The president was referring to Stephen Willeford, who ran out of his house barefoot, shot at Devin Kelley, and forced him to flee, after Kelley had killed 26 people and wounded 20 others at First Baptist Church.
Trump also pointed to Chicago as proof that stricter gun laws don't work.
"You look at the city with the strongest gun laws in our nation is Chicago, and Chicago is a disaster, a total disaster. Just remember, if this man didn't have a gun or a rifle, you'd be talking about a much worse situation in the great state of Texas," he said.
While Trump repeatedly has said Chicago has the toughest gun control laws in the U.S., the reality is the city's gun laws have been significantly weakened over the past decade.
In 2010, the U.S. Supreme Court struck down the city's longstanding ban on handgun ownership.
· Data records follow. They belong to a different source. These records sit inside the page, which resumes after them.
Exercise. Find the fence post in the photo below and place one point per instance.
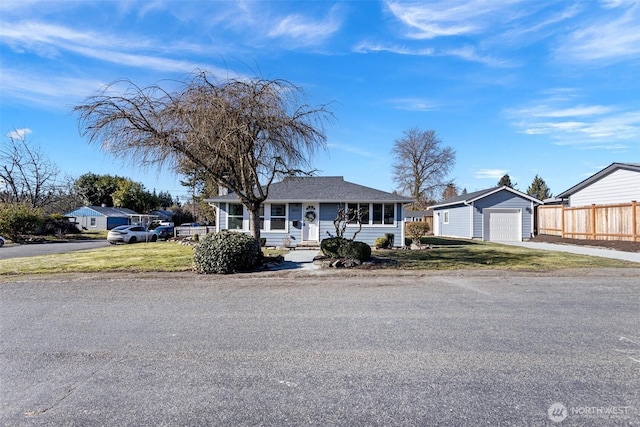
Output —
(634, 220)
(593, 221)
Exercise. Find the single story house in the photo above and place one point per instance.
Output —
(494, 214)
(105, 218)
(301, 210)
(617, 183)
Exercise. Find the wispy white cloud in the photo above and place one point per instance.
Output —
(584, 126)
(413, 104)
(428, 20)
(490, 173)
(18, 133)
(613, 36)
(49, 40)
(352, 149)
(303, 30)
(56, 91)
(365, 47)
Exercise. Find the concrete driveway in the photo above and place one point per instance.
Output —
(582, 250)
(348, 349)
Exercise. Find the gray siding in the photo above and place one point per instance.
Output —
(327, 213)
(503, 200)
(620, 186)
(459, 221)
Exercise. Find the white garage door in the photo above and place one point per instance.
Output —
(504, 225)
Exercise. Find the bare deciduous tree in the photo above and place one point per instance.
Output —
(242, 133)
(347, 216)
(26, 174)
(421, 164)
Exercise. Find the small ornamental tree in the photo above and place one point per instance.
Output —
(226, 252)
(18, 220)
(415, 230)
(345, 217)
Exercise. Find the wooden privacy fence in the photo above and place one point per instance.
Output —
(597, 222)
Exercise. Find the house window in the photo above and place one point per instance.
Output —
(278, 217)
(235, 216)
(352, 208)
(383, 213)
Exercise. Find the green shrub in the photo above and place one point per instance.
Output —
(17, 220)
(226, 252)
(381, 243)
(55, 224)
(339, 247)
(355, 250)
(331, 246)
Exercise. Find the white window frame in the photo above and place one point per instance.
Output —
(242, 217)
(369, 222)
(265, 218)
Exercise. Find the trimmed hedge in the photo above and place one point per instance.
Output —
(339, 247)
(226, 252)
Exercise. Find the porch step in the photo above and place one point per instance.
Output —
(308, 246)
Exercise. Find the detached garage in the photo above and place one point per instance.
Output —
(498, 214)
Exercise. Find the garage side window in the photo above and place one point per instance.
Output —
(235, 216)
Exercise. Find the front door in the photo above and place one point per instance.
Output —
(310, 223)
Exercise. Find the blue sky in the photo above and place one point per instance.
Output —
(519, 87)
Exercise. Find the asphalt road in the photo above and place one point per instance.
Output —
(354, 349)
(17, 251)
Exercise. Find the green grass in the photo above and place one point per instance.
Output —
(140, 257)
(453, 254)
(446, 254)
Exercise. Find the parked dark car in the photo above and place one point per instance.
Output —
(164, 232)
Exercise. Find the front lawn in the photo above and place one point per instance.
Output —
(443, 254)
(453, 254)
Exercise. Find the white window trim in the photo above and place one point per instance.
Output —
(370, 224)
(266, 216)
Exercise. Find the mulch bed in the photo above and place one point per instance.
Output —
(619, 245)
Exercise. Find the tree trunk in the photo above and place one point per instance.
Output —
(254, 221)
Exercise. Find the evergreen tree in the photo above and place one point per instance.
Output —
(505, 181)
(539, 189)
(449, 191)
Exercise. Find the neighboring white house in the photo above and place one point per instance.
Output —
(302, 209)
(617, 183)
(494, 214)
(105, 218)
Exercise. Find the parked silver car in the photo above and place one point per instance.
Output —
(131, 234)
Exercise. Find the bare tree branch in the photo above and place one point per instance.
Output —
(241, 133)
(26, 174)
(421, 164)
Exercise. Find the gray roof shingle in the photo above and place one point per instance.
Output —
(321, 189)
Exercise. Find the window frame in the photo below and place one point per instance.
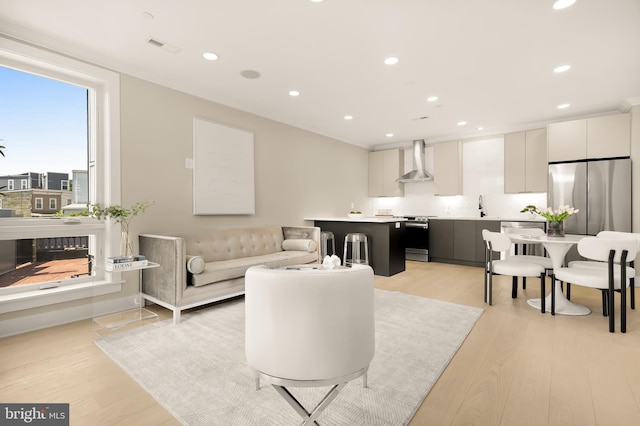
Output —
(104, 175)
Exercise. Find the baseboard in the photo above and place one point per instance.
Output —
(64, 315)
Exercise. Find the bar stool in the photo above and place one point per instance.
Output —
(326, 238)
(356, 241)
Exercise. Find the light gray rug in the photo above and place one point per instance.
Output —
(197, 369)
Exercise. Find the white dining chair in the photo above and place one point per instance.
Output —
(501, 243)
(631, 272)
(615, 253)
(521, 254)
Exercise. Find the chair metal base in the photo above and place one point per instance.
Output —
(309, 417)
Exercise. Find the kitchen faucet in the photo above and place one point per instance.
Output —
(481, 207)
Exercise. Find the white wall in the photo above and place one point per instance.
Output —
(483, 174)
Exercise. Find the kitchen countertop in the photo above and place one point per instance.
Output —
(495, 218)
(370, 219)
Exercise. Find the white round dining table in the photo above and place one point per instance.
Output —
(557, 247)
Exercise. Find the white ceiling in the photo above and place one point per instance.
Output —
(490, 61)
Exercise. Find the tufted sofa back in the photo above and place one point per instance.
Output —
(226, 244)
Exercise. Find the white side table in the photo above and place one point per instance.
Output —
(130, 318)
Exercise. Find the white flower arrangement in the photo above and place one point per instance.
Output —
(551, 215)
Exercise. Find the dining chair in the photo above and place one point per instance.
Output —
(613, 251)
(543, 261)
(499, 242)
(631, 272)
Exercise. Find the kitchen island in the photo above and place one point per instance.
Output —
(385, 236)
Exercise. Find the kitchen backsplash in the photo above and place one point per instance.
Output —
(483, 175)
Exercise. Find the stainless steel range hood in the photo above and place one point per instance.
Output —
(419, 173)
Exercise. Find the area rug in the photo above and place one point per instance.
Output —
(197, 369)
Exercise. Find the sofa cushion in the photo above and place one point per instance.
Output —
(299, 244)
(230, 244)
(236, 268)
(195, 264)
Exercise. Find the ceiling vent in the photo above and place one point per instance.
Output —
(162, 45)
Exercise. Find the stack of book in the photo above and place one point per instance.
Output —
(126, 262)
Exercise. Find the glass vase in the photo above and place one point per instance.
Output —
(555, 229)
(126, 247)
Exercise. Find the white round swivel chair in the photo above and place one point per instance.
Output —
(309, 328)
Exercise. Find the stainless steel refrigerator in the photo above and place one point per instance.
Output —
(600, 189)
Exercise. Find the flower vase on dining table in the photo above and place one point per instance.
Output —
(555, 228)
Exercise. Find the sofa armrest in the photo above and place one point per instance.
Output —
(310, 232)
(169, 281)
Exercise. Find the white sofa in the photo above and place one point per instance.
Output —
(201, 267)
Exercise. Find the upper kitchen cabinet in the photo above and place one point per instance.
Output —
(609, 136)
(447, 168)
(598, 137)
(384, 168)
(525, 161)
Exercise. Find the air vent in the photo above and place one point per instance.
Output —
(155, 42)
(162, 45)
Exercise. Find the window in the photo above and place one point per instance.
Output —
(102, 168)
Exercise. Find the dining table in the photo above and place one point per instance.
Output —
(557, 248)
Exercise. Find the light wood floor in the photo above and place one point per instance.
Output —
(516, 367)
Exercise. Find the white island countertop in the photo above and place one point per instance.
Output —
(370, 219)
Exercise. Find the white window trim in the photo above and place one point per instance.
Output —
(104, 164)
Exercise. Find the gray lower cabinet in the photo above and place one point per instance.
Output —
(458, 241)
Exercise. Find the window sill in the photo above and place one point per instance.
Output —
(33, 299)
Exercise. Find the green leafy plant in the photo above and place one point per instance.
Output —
(120, 215)
(551, 215)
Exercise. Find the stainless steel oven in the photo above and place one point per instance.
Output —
(417, 239)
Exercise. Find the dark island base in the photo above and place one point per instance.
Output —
(386, 243)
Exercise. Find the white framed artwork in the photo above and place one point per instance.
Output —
(223, 169)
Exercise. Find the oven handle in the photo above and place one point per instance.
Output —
(417, 225)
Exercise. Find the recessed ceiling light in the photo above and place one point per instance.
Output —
(251, 74)
(210, 56)
(562, 68)
(562, 4)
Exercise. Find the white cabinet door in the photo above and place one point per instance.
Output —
(447, 168)
(536, 166)
(525, 161)
(609, 136)
(567, 141)
(514, 162)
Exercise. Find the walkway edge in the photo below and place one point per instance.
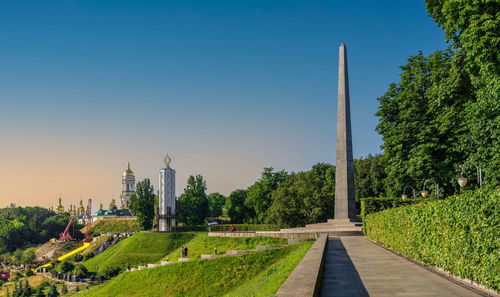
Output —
(468, 284)
(304, 281)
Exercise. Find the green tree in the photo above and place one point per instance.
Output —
(419, 121)
(259, 195)
(193, 203)
(236, 208)
(216, 202)
(369, 176)
(142, 204)
(64, 267)
(52, 291)
(472, 27)
(304, 198)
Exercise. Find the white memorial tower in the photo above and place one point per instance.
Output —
(166, 212)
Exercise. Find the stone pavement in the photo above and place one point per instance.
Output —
(354, 266)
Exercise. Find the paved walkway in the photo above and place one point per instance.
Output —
(354, 266)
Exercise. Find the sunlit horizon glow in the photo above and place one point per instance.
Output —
(225, 88)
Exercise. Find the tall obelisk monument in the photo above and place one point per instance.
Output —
(345, 208)
(166, 212)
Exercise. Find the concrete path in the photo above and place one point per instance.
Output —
(354, 266)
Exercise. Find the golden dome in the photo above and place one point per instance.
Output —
(128, 172)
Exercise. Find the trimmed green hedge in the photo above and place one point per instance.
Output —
(460, 234)
(371, 205)
(225, 228)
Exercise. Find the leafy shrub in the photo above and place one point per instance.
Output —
(460, 234)
(371, 205)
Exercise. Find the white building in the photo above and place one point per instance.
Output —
(166, 212)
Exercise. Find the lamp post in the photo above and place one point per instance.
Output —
(425, 193)
(404, 196)
(462, 180)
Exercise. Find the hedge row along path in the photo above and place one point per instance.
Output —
(354, 266)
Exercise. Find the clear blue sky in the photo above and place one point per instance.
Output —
(226, 87)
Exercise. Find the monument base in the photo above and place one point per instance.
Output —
(340, 227)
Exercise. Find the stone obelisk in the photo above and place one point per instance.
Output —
(345, 208)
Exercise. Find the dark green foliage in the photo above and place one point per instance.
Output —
(306, 197)
(369, 176)
(80, 270)
(77, 258)
(64, 267)
(142, 204)
(216, 202)
(244, 227)
(22, 289)
(459, 234)
(236, 208)
(446, 108)
(116, 225)
(473, 27)
(52, 291)
(193, 206)
(421, 123)
(22, 226)
(259, 195)
(371, 205)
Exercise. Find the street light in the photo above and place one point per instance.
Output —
(404, 196)
(462, 180)
(425, 193)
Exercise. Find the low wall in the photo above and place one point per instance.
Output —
(304, 281)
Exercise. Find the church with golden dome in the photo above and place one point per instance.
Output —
(128, 186)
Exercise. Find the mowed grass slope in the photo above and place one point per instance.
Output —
(262, 272)
(204, 244)
(139, 249)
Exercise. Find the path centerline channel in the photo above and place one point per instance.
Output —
(354, 266)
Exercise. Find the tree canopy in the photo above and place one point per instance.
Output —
(193, 206)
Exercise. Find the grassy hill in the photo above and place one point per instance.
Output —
(139, 249)
(204, 244)
(151, 247)
(255, 274)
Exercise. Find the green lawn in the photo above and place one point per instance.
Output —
(95, 244)
(204, 244)
(116, 225)
(139, 249)
(254, 274)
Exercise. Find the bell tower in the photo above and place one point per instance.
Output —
(128, 186)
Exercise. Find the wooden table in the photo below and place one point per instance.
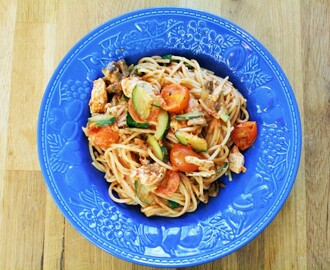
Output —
(36, 34)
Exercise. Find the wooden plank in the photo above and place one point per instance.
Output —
(316, 85)
(6, 57)
(22, 233)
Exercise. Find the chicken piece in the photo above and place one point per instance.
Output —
(123, 67)
(99, 97)
(236, 161)
(114, 88)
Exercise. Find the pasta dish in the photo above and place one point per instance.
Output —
(164, 130)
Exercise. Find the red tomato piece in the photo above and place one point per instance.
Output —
(103, 136)
(176, 98)
(169, 184)
(136, 117)
(244, 134)
(177, 158)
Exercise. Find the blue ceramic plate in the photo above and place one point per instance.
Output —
(247, 204)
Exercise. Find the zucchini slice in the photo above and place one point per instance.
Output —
(102, 120)
(197, 143)
(141, 101)
(163, 124)
(155, 147)
(188, 116)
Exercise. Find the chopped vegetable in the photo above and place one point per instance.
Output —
(244, 134)
(197, 143)
(141, 101)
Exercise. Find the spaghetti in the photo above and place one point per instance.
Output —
(161, 131)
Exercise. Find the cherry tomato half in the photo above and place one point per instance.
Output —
(244, 134)
(136, 117)
(103, 136)
(169, 184)
(176, 98)
(177, 158)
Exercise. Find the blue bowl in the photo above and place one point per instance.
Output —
(248, 203)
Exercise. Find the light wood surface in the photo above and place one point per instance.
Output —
(36, 34)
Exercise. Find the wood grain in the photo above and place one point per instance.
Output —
(36, 34)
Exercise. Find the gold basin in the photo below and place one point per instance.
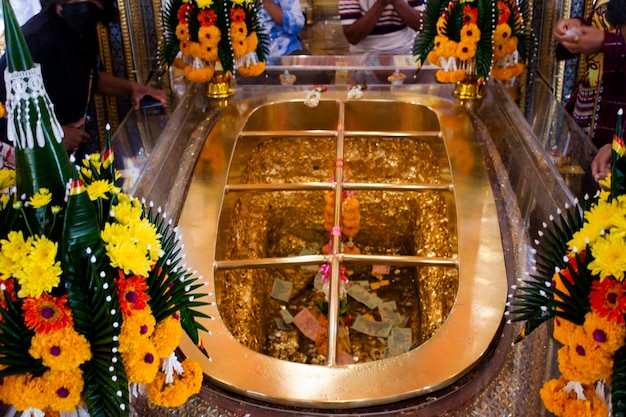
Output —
(256, 199)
Two years later, a federal appeals court also ruled the state's ban on carrying a concealed weapon unconstitutional, forcing Illinois to become the last state to legalized concealed carry.
City officials also have noted most guns used in crimes come from outside Chicago – with many coming from Indiana, Wisconsin, and Mississippi, where gun laws are much more lax.
Colleen Daley, who's with the Illinois Council Against Handgun Violence, says gun laws in California and New York are stronger.
"Rather than President Trump taking responsibility after Vegas, after Texas, he is pointing fingers," Mayor Rahm Emanuel said in response to Trump's remarks.
"Having a more comprehensive security blanket as it relates to guns is what the City of Chicago needs," Emanuel continued. "Our police officers are making progress -- but not progress fast enough, and we need stronger gun laws to get there."
Kelley was able to legally obtain the military-style rifle and two handguns he used in the attack, even though he had a previous conviction for domestic violence. The U.S. Air Force has acknowledged it failed to report Kelley's name to the National Criminal Information Center after he pleaded guilty to two counts of domestic violence.
Kelley was court martialed in 2012 after physically assaulting his then-wife and his stepson. That conviction should have stopped him from legally buying a gun, but his conviction was not entered in a federal database, allowing him to purchase the semiautomatic rifle used in the attack.